Let me share three recent examples that I experienced over the last couple of weeks.
The first was a visit with a prospective client. Ed and his wife are both 72. Several years ago they purchased annuities in their respective IRA accounts. I personally believe the circumstances are few and far between where it makes sense to buy an annuity inside an IRA. But leaving that issue aside, what is egregious is seeing someone sold a fixed index annuity with a 7% / 10-year surrender charge. Annuities are like financial quicksand, easy to get in, hard to get out. On a roughly $400,000 investment, the broker made over $25,000.

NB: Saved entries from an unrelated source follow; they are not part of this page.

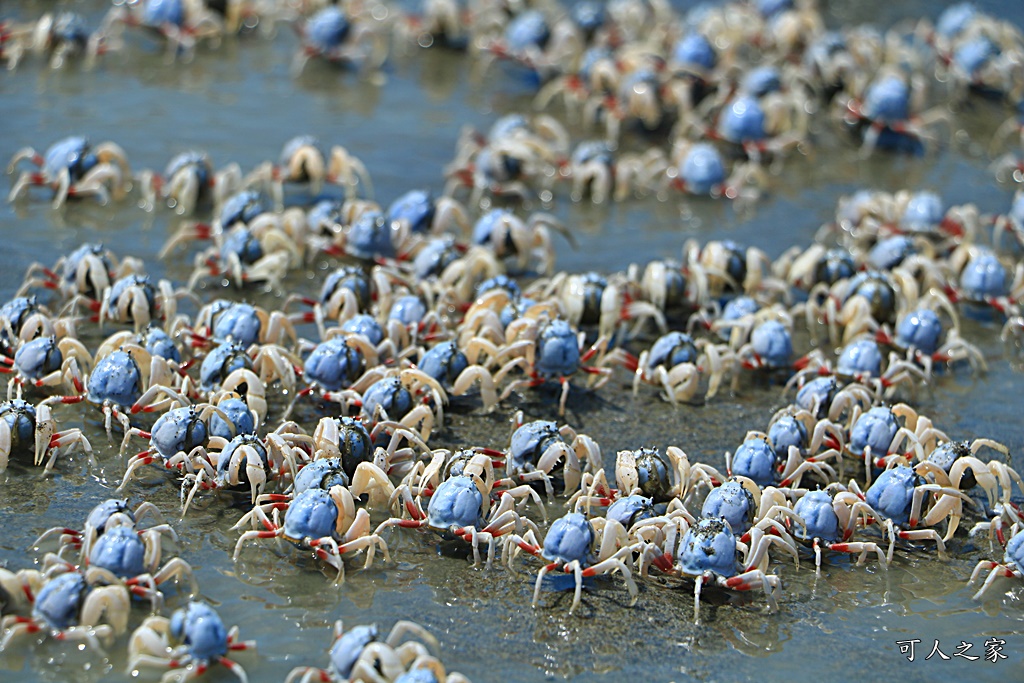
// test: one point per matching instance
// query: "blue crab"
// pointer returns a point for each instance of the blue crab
(192, 639)
(73, 167)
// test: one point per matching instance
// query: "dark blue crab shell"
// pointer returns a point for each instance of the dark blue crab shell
(58, 602)
(221, 361)
(224, 460)
(860, 356)
(672, 349)
(322, 473)
(652, 474)
(71, 154)
(702, 169)
(557, 350)
(709, 546)
(354, 443)
(631, 509)
(892, 494)
(742, 121)
(888, 100)
(836, 265)
(100, 514)
(732, 502)
(334, 365)
(755, 459)
(366, 325)
(240, 322)
(117, 379)
(371, 237)
(947, 454)
(120, 551)
(815, 508)
(198, 163)
(311, 514)
(527, 30)
(888, 253)
(389, 394)
(157, 13)
(202, 631)
(20, 418)
(416, 208)
(177, 430)
(456, 503)
(239, 415)
(241, 208)
(693, 49)
(569, 540)
(16, 312)
(327, 30)
(38, 357)
(133, 283)
(877, 288)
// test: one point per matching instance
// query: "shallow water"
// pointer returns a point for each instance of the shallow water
(241, 103)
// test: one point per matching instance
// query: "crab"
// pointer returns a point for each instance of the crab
(324, 521)
(710, 553)
(553, 350)
(180, 23)
(462, 507)
(246, 460)
(579, 546)
(192, 639)
(70, 606)
(176, 439)
(73, 167)
(111, 511)
(1011, 567)
(340, 36)
(829, 519)
(885, 114)
(303, 161)
(189, 182)
(44, 363)
(898, 497)
(537, 447)
(25, 427)
(57, 36)
(360, 652)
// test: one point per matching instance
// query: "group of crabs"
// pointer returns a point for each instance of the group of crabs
(726, 91)
(421, 309)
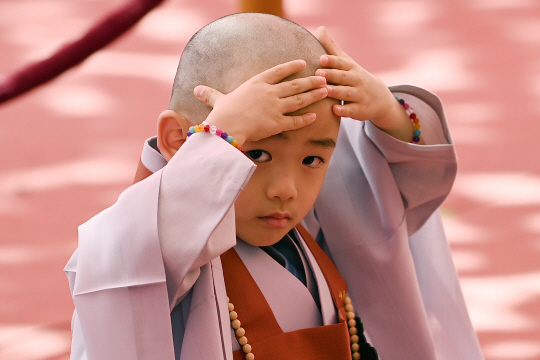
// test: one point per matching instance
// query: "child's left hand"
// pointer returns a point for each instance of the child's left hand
(366, 96)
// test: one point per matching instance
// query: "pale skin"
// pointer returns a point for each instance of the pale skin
(275, 124)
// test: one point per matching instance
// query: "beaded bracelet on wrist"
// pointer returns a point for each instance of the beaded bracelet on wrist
(211, 129)
(414, 119)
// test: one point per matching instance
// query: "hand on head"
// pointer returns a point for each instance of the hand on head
(366, 97)
(256, 109)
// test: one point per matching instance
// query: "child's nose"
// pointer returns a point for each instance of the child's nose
(282, 187)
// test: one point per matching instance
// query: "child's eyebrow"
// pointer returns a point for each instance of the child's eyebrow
(326, 142)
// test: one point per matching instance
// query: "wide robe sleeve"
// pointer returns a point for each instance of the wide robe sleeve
(117, 275)
(377, 192)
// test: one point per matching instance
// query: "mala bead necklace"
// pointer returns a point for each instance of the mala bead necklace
(240, 332)
(352, 321)
(353, 331)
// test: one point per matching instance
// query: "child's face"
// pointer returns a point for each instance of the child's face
(290, 171)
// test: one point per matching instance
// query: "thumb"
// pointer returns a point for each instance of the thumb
(207, 95)
(329, 44)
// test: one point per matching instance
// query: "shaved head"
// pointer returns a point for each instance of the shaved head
(231, 50)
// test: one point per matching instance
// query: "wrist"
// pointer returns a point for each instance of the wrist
(229, 126)
(214, 130)
(395, 122)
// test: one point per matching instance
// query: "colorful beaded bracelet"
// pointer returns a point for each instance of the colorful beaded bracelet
(214, 131)
(414, 119)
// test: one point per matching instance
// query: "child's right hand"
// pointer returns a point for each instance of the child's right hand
(256, 109)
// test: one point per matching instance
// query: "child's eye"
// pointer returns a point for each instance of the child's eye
(259, 155)
(312, 161)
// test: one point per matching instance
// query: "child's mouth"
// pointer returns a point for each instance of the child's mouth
(276, 220)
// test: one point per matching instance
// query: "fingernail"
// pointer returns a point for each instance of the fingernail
(324, 59)
(199, 91)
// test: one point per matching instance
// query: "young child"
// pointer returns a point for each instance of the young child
(154, 276)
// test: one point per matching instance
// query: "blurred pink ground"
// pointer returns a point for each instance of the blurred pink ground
(70, 147)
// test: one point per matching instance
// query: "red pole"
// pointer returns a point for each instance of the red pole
(104, 32)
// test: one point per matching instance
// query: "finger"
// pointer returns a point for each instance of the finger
(296, 102)
(345, 93)
(337, 62)
(348, 110)
(281, 71)
(300, 85)
(339, 77)
(293, 122)
(329, 44)
(207, 95)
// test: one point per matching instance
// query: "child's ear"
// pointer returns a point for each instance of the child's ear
(172, 131)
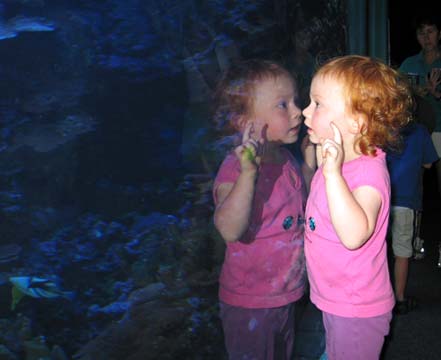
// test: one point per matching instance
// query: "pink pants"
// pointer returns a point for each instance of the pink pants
(258, 334)
(355, 338)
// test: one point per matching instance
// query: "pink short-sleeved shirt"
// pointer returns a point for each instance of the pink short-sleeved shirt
(349, 283)
(266, 268)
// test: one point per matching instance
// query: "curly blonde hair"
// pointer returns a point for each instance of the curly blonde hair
(380, 94)
(234, 94)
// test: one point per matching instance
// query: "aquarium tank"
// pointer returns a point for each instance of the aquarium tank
(108, 151)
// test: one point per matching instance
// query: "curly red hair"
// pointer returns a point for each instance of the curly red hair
(380, 94)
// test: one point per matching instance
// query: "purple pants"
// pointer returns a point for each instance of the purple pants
(258, 334)
(355, 338)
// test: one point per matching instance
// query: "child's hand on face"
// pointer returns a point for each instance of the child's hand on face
(248, 151)
(332, 153)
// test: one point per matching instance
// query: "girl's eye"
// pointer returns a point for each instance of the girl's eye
(283, 105)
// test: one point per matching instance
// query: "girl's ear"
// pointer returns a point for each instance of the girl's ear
(357, 124)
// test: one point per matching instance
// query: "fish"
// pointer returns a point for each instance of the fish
(32, 24)
(35, 287)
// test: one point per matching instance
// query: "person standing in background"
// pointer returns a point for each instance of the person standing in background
(425, 68)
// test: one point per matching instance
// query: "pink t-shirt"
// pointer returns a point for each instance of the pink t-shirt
(349, 283)
(266, 268)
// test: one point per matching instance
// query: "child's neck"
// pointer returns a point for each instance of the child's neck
(273, 155)
(351, 152)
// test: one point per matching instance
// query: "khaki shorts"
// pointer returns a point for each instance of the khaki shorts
(436, 138)
(402, 226)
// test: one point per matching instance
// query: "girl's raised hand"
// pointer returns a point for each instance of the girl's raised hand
(332, 152)
(248, 151)
(433, 81)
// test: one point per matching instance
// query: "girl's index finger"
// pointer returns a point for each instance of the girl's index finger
(337, 134)
(248, 130)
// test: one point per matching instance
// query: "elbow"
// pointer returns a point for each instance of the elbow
(354, 243)
(225, 231)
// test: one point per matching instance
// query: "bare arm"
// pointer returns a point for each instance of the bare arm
(235, 201)
(353, 214)
(309, 164)
(233, 213)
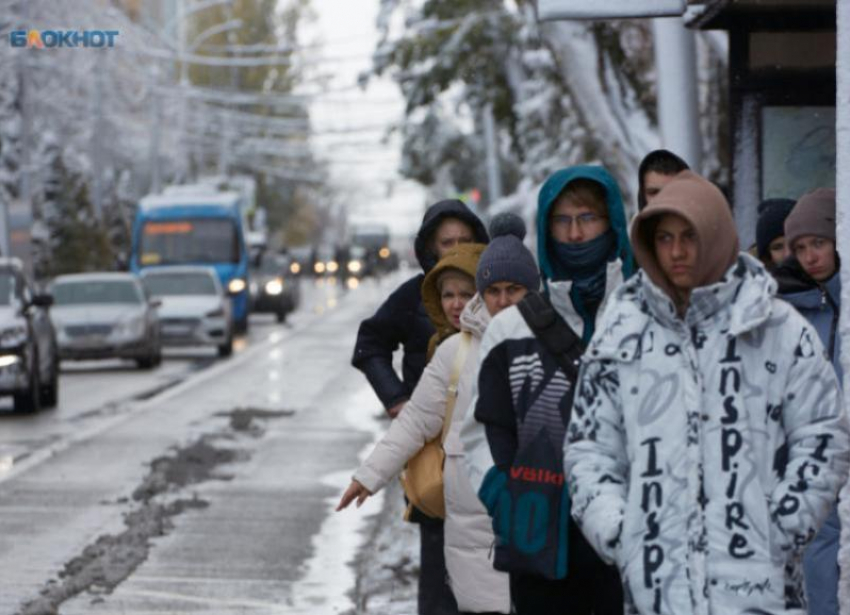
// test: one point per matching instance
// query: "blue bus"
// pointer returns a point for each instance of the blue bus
(203, 228)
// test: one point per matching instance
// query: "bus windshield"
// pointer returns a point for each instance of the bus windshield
(189, 241)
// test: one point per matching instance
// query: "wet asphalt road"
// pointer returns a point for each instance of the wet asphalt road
(203, 486)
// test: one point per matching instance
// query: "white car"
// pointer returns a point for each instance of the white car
(194, 309)
(105, 315)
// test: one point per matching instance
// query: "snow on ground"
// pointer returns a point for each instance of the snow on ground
(368, 556)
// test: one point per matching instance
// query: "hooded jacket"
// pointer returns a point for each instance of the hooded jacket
(514, 434)
(705, 450)
(621, 263)
(401, 320)
(820, 304)
(463, 258)
(468, 535)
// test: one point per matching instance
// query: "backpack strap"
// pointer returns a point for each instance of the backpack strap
(552, 332)
(457, 367)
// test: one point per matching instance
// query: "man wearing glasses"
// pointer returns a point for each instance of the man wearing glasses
(514, 433)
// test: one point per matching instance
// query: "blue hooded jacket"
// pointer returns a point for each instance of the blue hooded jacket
(549, 193)
(820, 304)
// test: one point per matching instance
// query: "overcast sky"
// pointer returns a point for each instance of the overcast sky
(363, 167)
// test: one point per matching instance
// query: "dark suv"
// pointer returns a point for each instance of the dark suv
(29, 363)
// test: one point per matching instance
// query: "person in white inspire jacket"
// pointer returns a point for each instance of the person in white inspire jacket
(506, 271)
(708, 439)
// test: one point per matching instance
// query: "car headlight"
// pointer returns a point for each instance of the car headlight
(132, 327)
(13, 337)
(236, 285)
(274, 287)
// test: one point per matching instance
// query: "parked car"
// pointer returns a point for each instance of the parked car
(105, 315)
(194, 310)
(29, 362)
(273, 288)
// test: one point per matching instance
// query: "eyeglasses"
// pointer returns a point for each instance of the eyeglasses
(582, 220)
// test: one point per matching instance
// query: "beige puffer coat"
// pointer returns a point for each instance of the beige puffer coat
(468, 531)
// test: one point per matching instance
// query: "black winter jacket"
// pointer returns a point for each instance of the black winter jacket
(401, 320)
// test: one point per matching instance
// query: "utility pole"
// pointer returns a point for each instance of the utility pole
(156, 135)
(678, 104)
(97, 158)
(491, 144)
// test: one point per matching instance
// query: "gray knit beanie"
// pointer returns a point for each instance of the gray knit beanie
(814, 214)
(506, 259)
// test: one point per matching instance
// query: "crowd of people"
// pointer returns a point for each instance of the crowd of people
(643, 419)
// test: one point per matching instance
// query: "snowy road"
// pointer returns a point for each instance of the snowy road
(213, 495)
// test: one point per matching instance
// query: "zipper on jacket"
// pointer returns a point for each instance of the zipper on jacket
(826, 301)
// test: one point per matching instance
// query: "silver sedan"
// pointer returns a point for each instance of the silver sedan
(105, 315)
(195, 310)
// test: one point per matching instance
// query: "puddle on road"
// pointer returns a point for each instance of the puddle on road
(111, 559)
(243, 419)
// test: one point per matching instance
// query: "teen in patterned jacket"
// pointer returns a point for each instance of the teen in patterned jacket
(708, 439)
(522, 399)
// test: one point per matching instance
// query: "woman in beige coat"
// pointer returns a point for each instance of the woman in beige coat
(505, 273)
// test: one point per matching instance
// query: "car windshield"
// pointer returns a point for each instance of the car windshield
(97, 291)
(175, 284)
(7, 287)
(273, 265)
(189, 241)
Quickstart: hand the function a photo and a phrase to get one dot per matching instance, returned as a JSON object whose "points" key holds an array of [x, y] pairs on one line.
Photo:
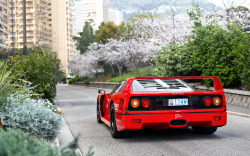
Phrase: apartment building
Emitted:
{"points": [[63, 31], [38, 22], [78, 16], [95, 12], [115, 16], [4, 24]]}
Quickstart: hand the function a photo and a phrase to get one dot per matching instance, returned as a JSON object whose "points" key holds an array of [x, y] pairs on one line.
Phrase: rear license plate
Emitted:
{"points": [[177, 102]]}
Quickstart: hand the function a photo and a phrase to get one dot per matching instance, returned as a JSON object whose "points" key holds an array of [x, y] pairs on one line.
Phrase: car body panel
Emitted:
{"points": [[160, 119]]}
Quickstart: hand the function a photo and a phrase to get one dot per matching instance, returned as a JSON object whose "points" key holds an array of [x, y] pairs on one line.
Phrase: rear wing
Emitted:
{"points": [[216, 81]]}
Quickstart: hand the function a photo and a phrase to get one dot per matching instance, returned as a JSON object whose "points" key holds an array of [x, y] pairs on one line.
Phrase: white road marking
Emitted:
{"points": [[69, 100]]}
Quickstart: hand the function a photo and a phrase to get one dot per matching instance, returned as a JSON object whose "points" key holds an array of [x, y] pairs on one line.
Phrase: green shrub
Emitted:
{"points": [[7, 86], [41, 69], [174, 60], [18, 143], [29, 115]]}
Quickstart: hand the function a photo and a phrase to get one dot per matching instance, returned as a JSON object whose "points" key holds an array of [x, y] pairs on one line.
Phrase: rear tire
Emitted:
{"points": [[204, 130], [113, 128], [98, 114]]}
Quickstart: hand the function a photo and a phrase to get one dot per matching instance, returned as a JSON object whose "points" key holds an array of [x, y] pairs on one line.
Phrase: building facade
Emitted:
{"points": [[4, 24], [78, 16], [115, 16], [63, 31], [38, 22], [95, 12]]}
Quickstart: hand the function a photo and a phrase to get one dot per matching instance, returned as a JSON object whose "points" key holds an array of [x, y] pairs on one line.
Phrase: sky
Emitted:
{"points": [[228, 2]]}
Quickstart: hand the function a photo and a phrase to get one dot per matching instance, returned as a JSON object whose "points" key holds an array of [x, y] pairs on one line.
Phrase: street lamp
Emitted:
{"points": [[24, 28]]}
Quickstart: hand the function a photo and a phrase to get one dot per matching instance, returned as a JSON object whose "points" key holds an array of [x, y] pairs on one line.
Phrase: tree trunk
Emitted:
{"points": [[113, 71], [120, 70]]}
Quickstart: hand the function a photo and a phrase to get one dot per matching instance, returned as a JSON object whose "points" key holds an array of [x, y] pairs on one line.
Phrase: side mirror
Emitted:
{"points": [[101, 91]]}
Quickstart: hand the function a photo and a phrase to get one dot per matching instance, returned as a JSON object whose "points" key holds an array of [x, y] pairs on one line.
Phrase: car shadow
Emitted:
{"points": [[184, 134]]}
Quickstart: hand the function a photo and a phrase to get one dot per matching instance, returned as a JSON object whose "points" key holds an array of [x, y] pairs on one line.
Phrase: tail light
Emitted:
{"points": [[208, 101], [135, 103], [216, 101], [145, 103]]}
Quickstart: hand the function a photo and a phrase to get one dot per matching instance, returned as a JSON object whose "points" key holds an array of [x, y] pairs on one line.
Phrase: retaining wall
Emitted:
{"points": [[233, 96]]}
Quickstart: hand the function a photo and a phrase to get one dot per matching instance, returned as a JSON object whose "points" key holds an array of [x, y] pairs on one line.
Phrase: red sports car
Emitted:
{"points": [[161, 103]]}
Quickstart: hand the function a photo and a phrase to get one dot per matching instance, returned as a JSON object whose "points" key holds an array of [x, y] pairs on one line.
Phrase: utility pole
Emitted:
{"points": [[24, 29], [13, 35]]}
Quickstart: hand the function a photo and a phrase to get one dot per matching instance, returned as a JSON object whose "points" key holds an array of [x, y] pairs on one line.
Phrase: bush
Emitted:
{"points": [[174, 60], [18, 143], [29, 115], [7, 86], [41, 69]]}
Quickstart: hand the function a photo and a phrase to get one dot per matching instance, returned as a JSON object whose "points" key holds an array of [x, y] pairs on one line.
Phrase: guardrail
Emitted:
{"points": [[233, 96]]}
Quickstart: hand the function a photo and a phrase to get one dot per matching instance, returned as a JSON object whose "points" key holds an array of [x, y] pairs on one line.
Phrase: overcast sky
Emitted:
{"points": [[228, 2]]}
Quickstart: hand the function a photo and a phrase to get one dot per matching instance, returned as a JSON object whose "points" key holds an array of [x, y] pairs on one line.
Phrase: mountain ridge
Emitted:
{"points": [[157, 7]]}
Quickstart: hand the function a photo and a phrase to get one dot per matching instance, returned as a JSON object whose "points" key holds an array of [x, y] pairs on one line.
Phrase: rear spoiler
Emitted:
{"points": [[216, 81]]}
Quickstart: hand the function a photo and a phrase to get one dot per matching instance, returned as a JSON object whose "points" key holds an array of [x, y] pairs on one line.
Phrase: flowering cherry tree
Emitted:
{"points": [[143, 37]]}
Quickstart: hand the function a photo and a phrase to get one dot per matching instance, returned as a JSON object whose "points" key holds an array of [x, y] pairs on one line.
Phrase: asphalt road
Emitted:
{"points": [[79, 110]]}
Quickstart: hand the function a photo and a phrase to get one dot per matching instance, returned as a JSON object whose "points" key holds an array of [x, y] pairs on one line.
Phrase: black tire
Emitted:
{"points": [[204, 130], [98, 115], [113, 129]]}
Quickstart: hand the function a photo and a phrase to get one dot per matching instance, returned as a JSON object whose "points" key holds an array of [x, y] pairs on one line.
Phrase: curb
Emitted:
{"points": [[238, 114], [69, 134]]}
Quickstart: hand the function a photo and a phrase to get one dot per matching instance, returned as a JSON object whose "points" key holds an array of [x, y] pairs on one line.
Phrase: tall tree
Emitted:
{"points": [[106, 31], [85, 38]]}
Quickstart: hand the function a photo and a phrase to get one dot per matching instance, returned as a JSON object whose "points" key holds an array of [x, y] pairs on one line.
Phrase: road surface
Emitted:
{"points": [[78, 105]]}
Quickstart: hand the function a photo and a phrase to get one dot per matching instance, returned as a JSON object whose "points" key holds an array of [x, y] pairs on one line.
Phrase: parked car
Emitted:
{"points": [[162, 103]]}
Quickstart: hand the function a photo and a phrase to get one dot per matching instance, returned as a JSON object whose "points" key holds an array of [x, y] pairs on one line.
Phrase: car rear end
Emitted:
{"points": [[163, 103]]}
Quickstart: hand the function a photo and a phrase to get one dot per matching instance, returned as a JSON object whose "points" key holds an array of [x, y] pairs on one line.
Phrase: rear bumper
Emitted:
{"points": [[162, 121]]}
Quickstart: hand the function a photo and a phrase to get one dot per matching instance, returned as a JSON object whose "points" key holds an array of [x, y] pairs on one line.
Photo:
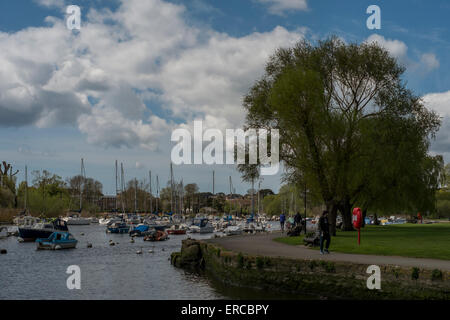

The second example involves a fellow financial advisor, Bob, who shared what happened with a new client of his. Bob’s new client previously worked with Ameriprise. In reviewing the client’s Ameriprise statements he discovered the holdings included annuities, life insurance and non-traded REITs, products that have high expenses and typically are lucrative for the broker. In addition, Bob discovered that the Ameriprise broker had charged not only the client, but each of the trusts of his deceased parents $6,000 annually for financial planning, which totaled over $100,000. To make matters worse, there was no evidence the advisor ever delivered any financial planning. Ameriprise’s planning fee automatically renewed on all accounts. According to Bob, the planning fee was “disclosed” to the client on page 55 of a 62-page annual statement.
Finally, I have a new client who was dissatisfied with her Edward Jones relationship. She was referred to us by an existing client and liked the fact we serve as a fiduciary in all our work with clients. When she called her Edward Jones broker to inform him she was moving her accounts he naturally asked why. She said she preferred to work with a fiduciary advisor. His reply was, “we can do that.” I wonder if his reply would have been the same if a securities regulator had been on the other end of the phone to hear it.
For consumers it is really very simple. If you are considering working with a financial professional ask if they are willing to sign a fiduciary oath that in all their work on your behalf, they will always serve you in a fiduciary capacity. If not, my advice is to look for another advisor.